# Coinduction in mathematical analysis?

Coinduction is a logical principle that is somehow dual to induction. I'm struggling to understand it.

Are there any interesting examples of coinduction in analysis?

A few examples seem like they could be promising:

• the $$p$$-adic numbers can be represented as infinite streams in such a way that the arithmetic operations are well-behaved. Therefore coinduction seems quite promising here.
• continued fractions for real numbers. Unfortunately, the arithmetic operations are not well behaved in this representation; so it's unclear if it's of any use.
• Real numbers with signed digits. Coinduction here is complicated by the fact that representations of real numbers become non-unique. But the arithmetic operations are well-behaved. Seems promising.
• Power series.
• Continued powers or "infinite radicals".

The signed digit representation of Real Numbers seems like an efficient approach for:

• Defining the arithmetic operations and proving their algebraic properties.
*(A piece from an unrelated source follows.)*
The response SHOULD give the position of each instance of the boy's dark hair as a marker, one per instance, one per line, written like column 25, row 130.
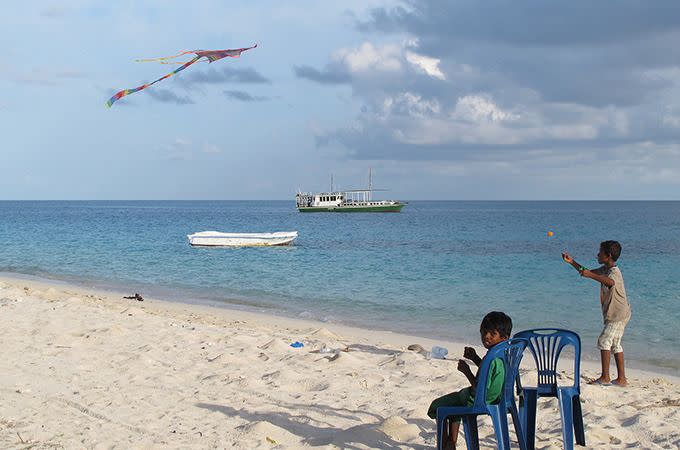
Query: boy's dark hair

This was done already in a Master's thesis by Michael Herrmann.
• Proving Cantor's theorem on the uncountability of the real numbers.
• Developing the notions of continuous and uniformly continuous functions.
• Proving the Extreme Value Theorem in the form that every function on $$[0,1]$$ has a finite supremum.
• Developing the Riemann integral.

This has the nice property of being constructive.
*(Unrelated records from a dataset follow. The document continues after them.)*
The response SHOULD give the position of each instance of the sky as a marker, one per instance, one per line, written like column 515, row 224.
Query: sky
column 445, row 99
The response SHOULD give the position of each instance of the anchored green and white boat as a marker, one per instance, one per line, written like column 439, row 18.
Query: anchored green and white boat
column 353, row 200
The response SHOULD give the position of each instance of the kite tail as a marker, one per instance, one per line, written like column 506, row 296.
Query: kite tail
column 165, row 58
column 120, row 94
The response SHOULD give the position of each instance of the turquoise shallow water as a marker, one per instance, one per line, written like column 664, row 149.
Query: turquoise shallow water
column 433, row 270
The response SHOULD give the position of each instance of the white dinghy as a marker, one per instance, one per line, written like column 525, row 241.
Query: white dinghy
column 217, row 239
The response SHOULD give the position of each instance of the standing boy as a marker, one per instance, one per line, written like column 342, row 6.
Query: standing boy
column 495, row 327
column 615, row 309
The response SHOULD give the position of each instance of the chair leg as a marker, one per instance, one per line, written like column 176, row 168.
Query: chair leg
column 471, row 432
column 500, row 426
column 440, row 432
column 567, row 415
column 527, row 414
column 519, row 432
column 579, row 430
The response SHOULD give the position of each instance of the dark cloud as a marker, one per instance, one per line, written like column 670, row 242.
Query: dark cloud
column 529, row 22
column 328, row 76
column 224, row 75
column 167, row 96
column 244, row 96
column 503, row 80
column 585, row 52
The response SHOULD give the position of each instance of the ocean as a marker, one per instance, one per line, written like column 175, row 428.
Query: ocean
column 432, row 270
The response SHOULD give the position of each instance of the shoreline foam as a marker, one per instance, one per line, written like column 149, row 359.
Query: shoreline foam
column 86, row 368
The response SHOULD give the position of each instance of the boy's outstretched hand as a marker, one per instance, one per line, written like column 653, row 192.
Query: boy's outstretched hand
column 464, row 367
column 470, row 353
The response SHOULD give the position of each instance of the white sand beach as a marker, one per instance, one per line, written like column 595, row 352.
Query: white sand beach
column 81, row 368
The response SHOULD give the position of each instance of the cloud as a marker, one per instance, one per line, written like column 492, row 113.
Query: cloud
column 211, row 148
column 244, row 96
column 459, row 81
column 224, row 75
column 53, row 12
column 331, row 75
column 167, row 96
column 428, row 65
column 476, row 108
As demonstrated by Michael Hermann, the operations listed above can be defined using colagebraic coinduction and then reasoned about using set-theoretic coinduction.
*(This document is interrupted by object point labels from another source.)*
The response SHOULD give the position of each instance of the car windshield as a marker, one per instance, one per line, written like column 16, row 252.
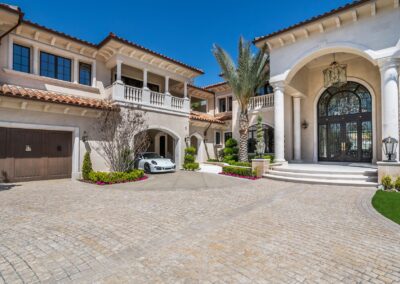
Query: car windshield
column 151, row 156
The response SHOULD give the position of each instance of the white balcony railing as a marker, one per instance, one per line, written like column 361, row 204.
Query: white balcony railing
column 150, row 99
column 260, row 102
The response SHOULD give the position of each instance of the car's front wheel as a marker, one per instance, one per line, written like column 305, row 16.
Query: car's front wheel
column 147, row 168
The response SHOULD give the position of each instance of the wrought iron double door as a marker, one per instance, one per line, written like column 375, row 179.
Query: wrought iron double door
column 345, row 138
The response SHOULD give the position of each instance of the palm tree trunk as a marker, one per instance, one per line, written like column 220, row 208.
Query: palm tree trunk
column 243, row 132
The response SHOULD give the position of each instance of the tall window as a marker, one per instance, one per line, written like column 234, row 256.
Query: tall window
column 222, row 105
column 218, row 138
column 21, row 58
column 85, row 74
column 227, row 135
column 230, row 103
column 55, row 66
This also suggests the possibility of proving analogues of the above in $$p$$-adic analysis. Here, a purely coalgebraic approach might actually work.

It's possible that vast swathes of General Topology (over separable spaces) can be developed using coinduction over $$\mathbb N^\mathbb N$$. Here, continuous functions would be defined by corecursion over $$\mathbb N ^ \mathbb N$$ and then reasoned about using set-theoretic coinduction. This appears to be the approach taken in Frank'a Waaldijk's Natural Topology (I'm not sure if it uses coinduction though).

The caveat of all the above is that I've never seen a full development of the above. But the possibility certainly exists if anyone has the time or motivation.